Of course, more or fewer interest-level ranges may be used, either as a fixed

configuration or as a variable configuration that is set according to, e.g., user input and/or operating conditions. For example, the processing circuit 32 may evaluate the quality, quantity, and/or variety of the data comprising the physiological data 14 associated with given video data 12. As a non-limiting example, the processing circuit 32 may use a larger set of quantified interest levels when it has physiological data 14 corresponding to two or more types— such as when it has EEG data 98 and pupil data 82 or skin response data 118. Additionally, or alternatively, it may evaluate the physiological data 14 for quality, e.g., such as by assessing the degree of correlation when comparing the physiological data 14, or parameters derived therefrom, with the stored characteristics 46.

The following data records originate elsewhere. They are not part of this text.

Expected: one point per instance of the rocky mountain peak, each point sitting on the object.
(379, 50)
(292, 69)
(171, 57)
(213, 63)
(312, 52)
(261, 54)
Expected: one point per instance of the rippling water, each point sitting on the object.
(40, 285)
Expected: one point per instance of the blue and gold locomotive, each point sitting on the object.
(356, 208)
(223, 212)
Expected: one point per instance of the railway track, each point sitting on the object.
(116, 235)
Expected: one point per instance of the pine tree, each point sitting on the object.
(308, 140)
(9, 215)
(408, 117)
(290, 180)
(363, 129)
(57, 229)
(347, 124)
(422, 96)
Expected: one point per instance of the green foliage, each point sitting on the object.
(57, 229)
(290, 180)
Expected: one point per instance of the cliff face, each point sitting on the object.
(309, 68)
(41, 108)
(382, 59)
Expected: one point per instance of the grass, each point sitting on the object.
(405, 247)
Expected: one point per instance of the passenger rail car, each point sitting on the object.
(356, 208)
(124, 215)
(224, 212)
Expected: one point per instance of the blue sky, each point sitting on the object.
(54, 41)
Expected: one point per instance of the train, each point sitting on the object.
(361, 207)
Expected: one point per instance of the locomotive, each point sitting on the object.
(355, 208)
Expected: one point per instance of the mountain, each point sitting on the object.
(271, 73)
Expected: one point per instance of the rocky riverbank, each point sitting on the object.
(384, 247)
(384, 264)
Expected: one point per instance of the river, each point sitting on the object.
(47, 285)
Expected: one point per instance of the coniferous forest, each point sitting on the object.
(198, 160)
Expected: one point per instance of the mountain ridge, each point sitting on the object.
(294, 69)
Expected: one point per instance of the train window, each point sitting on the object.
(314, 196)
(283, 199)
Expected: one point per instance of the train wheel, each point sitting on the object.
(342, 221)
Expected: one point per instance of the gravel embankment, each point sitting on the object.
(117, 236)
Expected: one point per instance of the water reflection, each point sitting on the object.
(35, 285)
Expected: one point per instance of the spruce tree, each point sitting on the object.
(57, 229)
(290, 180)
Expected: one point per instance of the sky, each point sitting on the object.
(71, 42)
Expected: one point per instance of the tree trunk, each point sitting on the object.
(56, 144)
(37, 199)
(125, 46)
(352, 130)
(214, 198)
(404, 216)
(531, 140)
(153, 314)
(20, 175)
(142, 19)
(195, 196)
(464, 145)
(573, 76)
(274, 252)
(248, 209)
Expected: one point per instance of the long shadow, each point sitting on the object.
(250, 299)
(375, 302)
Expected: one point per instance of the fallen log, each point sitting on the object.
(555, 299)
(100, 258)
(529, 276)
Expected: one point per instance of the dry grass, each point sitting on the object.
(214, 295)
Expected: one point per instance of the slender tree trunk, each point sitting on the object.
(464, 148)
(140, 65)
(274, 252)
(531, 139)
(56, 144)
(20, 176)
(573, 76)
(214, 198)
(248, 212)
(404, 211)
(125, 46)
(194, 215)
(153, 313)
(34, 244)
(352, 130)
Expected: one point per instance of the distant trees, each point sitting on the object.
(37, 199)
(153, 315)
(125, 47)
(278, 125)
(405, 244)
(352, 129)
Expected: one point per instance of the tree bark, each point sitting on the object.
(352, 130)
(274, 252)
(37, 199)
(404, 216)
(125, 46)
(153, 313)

Still further, the quantization resolution used for determining interest levels, and the number of recognized interest level ranges used for controlling the video operation in question may also be varied in dependence on the richness or quality of the calibration performed by the user. For example, the apparatus 10 may be configured such that a basic or quick calibration process is offered as an initial mechanism for generating the stored characteristics 46, but also may offer a longer, more complex calibration routine that allows the apparatus 10 to discern interest levels with greater resolution and/or accuracy.

In any case, as regards to de-emphasis as one example of controlling a video operation,

"de-emphasizing" comprises, for example, any one or more of reducing the video quality, applying a higher level of video compression, reducing the image size or image resolution, applying a more aggressive time-lapse processing, reducing or eliminating video layers, at least in video data 12 that uses layers. Conversely, "emphasizing" comprises, for example, applying highlighting or other overlay data, decreasing the level of video compression, increasing an image size, saving or retaining a greater number of video layers, etc. Emphasizing and de- emphasizing also may comprise or include changing the image focus, image centering, etc.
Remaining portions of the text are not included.